De son côté, Ladybug entendant les sirènes puis les rumeurs déclarant ChatNoir ennemi de l'état tenta d'abord de le guider par émetteur du haut de la Tour Eiffel pour qu'il s'écarte des mouvements de troupe les plus importants.
Mais la population restait confuse et effrayée en comprenant que les autorités poursuivait leur héros protecteur. Et il y avait déjà eu quelques presque accidents avec des piétons.
Aussi rejoint-elle Alya à son emploi d'étudiante à la télévision pour lui parler frénétiquement.
Dans un studio discret et avec la présence du technicien de l'équipe d'Alya qui se chargeait de mettre l'intervention en onde et en direct toute programmation cessante, l'héroïne s'adressa à Paris : «Plusieurs d'entre vous savent déjà que l'individu actuellement poursuivit par l'armée et la police n'est autre que ChatNoir, ce même super-héros qui se bat pour vous depuis toutes ces années. Sachez qu'il n'a commis aucun crime et qu'il ne s'agit que d'un déploiement de force excessif des autorités. ChatNoir et moi-même nous ne sommes simplement pas du même avis qu'eux. Restez chez vous. Mettez-vous à l'abri en attendant que tout se règle, s'il-vous-plaît.»
Ladybug promit de revenir plus tard rencontrer Nadja Chamack pour une entrevue plus en profondeur et partie continuer d'aider ChatNoir à disparaître.
De son côté, il essayait d'entraîner les agents loin de la population mais il y avait juste tellement de gens partout dans les rues. C'était une magnifique journée de septembre et les classes venaient de se terminer.
Ladybug fit quelques diversions et il avait presque réussit à atteindre enfin un trou d'homme où il savait qu'il pouvait perdre ses poursuivant. Il avait déjà utilisé son bâton pour soulever la plaque lorsqu'une voiture de police frappa un gros panneau publicitaire cylindrique sous lequel se trouvaient trois petites filles.
Il lança le couvercle avec force contre la publicité qui tomba sur le côté pendant que deux des petites tombaient au sol avec panique. La troisième fut cependant bousculée par les deux premières et perdit dangereusement l'équilibre en direction de la rue perpendiculaire.
Plus rapide que la foudre, ChatNoir bondit et la coinça contre lui sur la sécurité du trottoir.
Tout s'arrêta net à cet instant.
La circulation rapide dans les deux voix, les soldats et les policiers, les passants qui faisaient maintenant cercle autour de l'incident et les reporters arrivés sur les lieux en même temps que Ladybug.
ChatNoir déposa la petite et utilisa son bâton sur une très haute longueur pour disparaître plus efficacement.
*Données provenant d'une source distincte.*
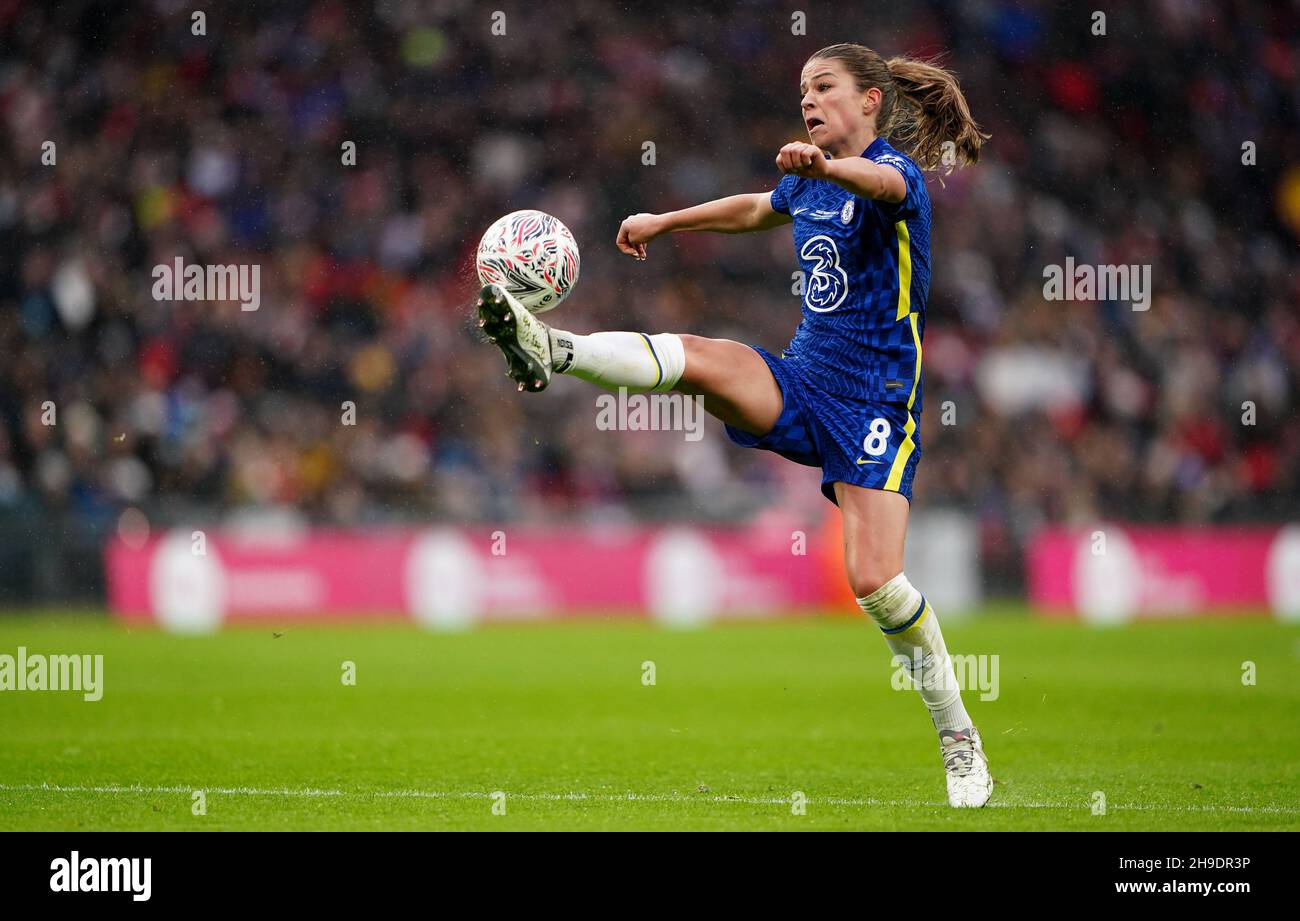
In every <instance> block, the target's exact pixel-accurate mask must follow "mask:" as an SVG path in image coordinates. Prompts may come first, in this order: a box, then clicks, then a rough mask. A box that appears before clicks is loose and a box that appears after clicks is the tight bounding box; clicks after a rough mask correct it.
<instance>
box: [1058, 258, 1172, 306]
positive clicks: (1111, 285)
mask: <svg viewBox="0 0 1300 921" xmlns="http://www.w3.org/2000/svg"><path fill="white" fill-rule="evenodd" d="M1043 298H1044V300H1128V302H1130V303H1131V304H1132V308H1134V310H1147V308H1148V307H1151V265H1075V264H1074V256H1066V260H1065V265H1045V267H1044V268H1043Z"/></svg>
Traversant presque toute la ville d'un bond.
Ladybug resta sur place. La meilleure chose qu'elle pouvait faire pour son Chaton était de le disculper et de faire cesser cette chasse à l'homme.
Elle ne savait toujours pas avec certitude qui se cachait derrière le masque du Papillon. Monsieur Agreste était une forte probabilité. Mais, ChatNoir aurait pu agir de la sorte pour n'importe quelle autre personne avec une famille, des problèmes bien normaux et faisant face à une sentence inhumaine.
D'un autre côté, elle ne pouvait pas non plus vendre le nom de son beau-père s'il n'était pas impliqué juste pour sortir son amoureux des problèmes.
S'éloignant en compagnie de la reporter dans une ruelle moins achalandée, elle expliqua le point de vue de ChatNoir sur la peine de mort menaçant le Papillon.
«ChatNoir est un héros, si livrer le Papillon à la justice signifie qu'il sera exécuté, pour ChatNoir c'est comme s'il le menait lui-même à la mort. Et c'est totalement contraire à ce pourquoi il se bât avec acharnement!»
Le reportage terminé, Ladybug utilisa son yoyo pour traquer son partenaire mais, son outils lui indiquait seulement qu'il n'était plus transformé.
Après s'être assurée que les forces de l'ordre ne l'avaient toujours pas trouvé, elle décida de rentrer chez eux également pour l'y attendre. Elle lui faisait confiance pour avoir réussi à échapper à ses poursuivants et elle ne voulait pas être amené à une confrontation elle-même.